At its most abstract level a Stan program defines a joint probability density function over the product of two spaces which I will denote Y and \Theta. In general Y is itself a product space comprised of many component spaces represented by variables defined in the data
or transformed data
block but, and confusingly, not necessarily all of the variables declared in those blocks. In other words we have
y = (y_1, \ldots, y_N)
where the variables on the right hand side include some but not necessarily all of the variables defined in the data
and transformed data
blocks. On the other hand \Theta is also generally product space, but one comprised of component space represented by all of the variables defined in the parameters
block,
\theta = (\theta_1, \ldots, \theta_I).
The algorithms library then take this joint density function and partially evaluate it by binding y_1, \ldots, y_N to values specified by the external interface, yielding something proportional to a conditional distribution,
\pi( \theta_1, \ldots, \theta_I \mid \tilde{y}_1, \ldots, \tilde{y}_N) \propto \pi(\tilde{y}_1, \ldots, \tilde{y}_N, \theta_1, \ldots, \theta_I ).
This unnormalized conditional density function is then used to inform estimates of conditional expectation values.
The problem with transformations is that if f : x\mapsto z then for any density function
\pi(z) \ne \pi( f(x) );
instead we need a Jacobian determinant correction. In the context of a Stan program transformations of any of the variables in Y or \Theta technically require a correction. If f : y_1 \mapsto z_1 then
\pi(z, \ldots, y_N, \theta_1, \ldots, \theta_I ) \ne \pi(f(y_1), \ldots, y_N, \theta_1, \ldots, \theta_I )
and if g : \theta_1 \mapsto \eta_1 then
\pi(y_1, \ldots, y_N, \eta_1, \ldots, \theta_I ) \ne \pi(y_1, \ldots, y_N, g(\theta_1), \ldots, \theta_I ).
All of this is pretty basic probability theory, but does requires understanding the subtleties of probability density functions and product spaces.
These corrections, however, are not so symmetric once we partially evaluate on the y_n variables. In this case the Jacobian corrections become constants – ignoring them does not change the behavior of the resulting unnormalized conditional density function. In other words the reason that one has to correct for “parameters” but not “data variables” is not a generic property of Stan programs but rather an accident of how Stan programs are used.
The second source of confusion is in the names of the blocks. Generally the spaces Y and \Theta can be used to implement all kinds of useful behavior. For prior predictive analyses where we don’t want to condition on anything Y would be empty and \Theta would correspond to the product of the observational and model configuration spaces. For posterior analyses we could take Y to the observational space and \Theta to be the model configuration space in which case the automatic partial evaluation gives an unnormalized posterior density function. Of course the blocks take their names from this last particular application, which makes it very confusing when trying to build a Stan program with any other interpretation.

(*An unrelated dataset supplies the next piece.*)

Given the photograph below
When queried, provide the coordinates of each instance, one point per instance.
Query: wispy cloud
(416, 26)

In other words the block naming convention obscures the full potential of the language in an attempt to prioritize one particular application on which most users focused. More generic names could make the general probabilisitic structure more clear, but also require more probability theory understanding from users. There are definitely design constraints on both sides here, not to say that the current names are the best compromise.

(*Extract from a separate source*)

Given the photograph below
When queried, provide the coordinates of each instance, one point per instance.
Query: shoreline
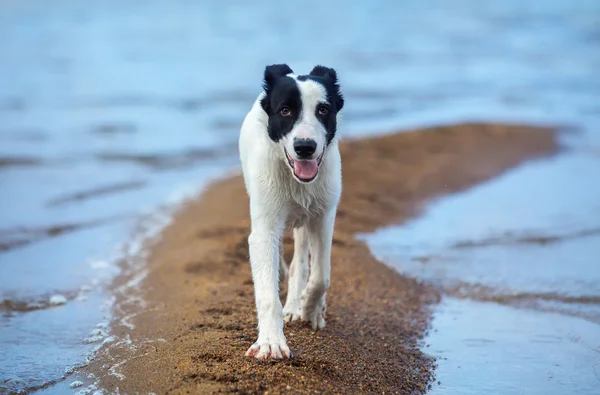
(198, 318)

For example to @vasishth’s point the term parameter
is sometimes used to describe variables taking values in a component of any product space; i.e. the variables “parameterizing” the product space. This particular interpretation would indeed be applicable equally well to the “Y” and “\Theta” spaces, both generally and when those spaces implicitly represent an observational space and model configuration space. The Stan block names assume that the term parameter
refers to only variables that parameterize the model configuration space, which to be fair is sloppy terminology at best.